Responden kedua adalah seorang wanita yang juga telah lama merokok. Ia berbicara tentang kesadarannya akan efek buruk rokok, terutama setelah ia sering batuk dan merasa sesak. “Saya tahu, apalagi kalau lihat anak-anak saya. Saya nggak mau mereka ikut-ikutan, atau nantinya lihat saya sakit gara-gara merokok,” ungkapnya dengan nada serius. Namun, setiap kali mencoba berhenti, ia merasa muncul dorongan kuat untuk kembali merokok.  “Ada perasaan yang tidak enak kalau nggak merokok, apalagi kalau lagi stres atau banyak pikiran. Rasanya sulit untuk bertahan lama-lama tanpa rokok,” ujarnya. Dia mengakui bahwa ada perasaan bersalah setiap kali ia merokok di depan anak-anaknya, tetapi ia merasa kebiasaan itu sudah terlalu melekat dan sulit untuk ditinggalkan sepenuhnya.


Kedua responden ini menunjukkan bagaimana disonansi kognitif terjadi dalam kehidupan sehari-hari. Meskipun memiliki kesadaran yang penuh tentang dampak buruk rokok, baik dari aspek kesehatan maupun pengaruhnya terhadap orang sekitar, mereka tetap sulit untuk berhenti. Dalam menghadapi disonansi ini, mereka cenderung mencari pembenaran. Pada responden pertama, pembenaran muncul dalam bentuk “menghilangkan stres,” sedangkan pada responden kedua, keinginan untuk “mendapatkan kenyamanan” yang mendesak membuatnya kembali ke kebiasaan merokok.
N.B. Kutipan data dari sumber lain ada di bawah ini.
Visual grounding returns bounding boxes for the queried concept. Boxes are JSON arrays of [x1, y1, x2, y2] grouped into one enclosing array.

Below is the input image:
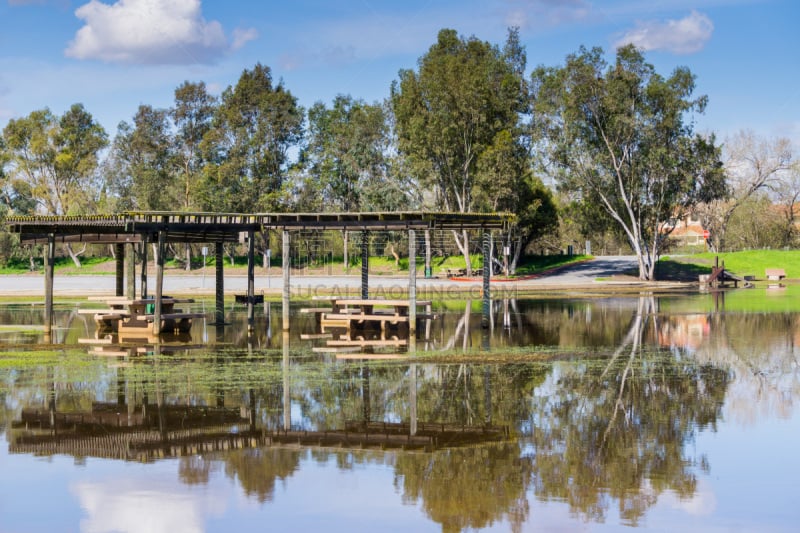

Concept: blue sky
[[0, 0, 797, 147]]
Dari wawancara ini, saya menyimpulkan bahwa disonansi kognitif adalah salah satu alasan mengapa seseorang sulit mengubah perilaku meskipun memiliki pengetahuan yang cukup tentang efek negatif dari kebiasaannya. Tantangan emosional dan kebutuhan akan kenyamanan sering kali menjadi penghalang yang kuat untuk perubahan. Hal ini menunjukkan bahwa pengetahuan saja tidak selalu cukup untuk membawa seseorang keluar dari kebiasaan yang merugikan. Dukungan dari lingkungan sekitar, serta motivasi yang kuat, mungkin bisa menjadi langkah awal untuk membantu mereka menghadapi disonansi kognitif dan mencapai perubahan yang lebih baik.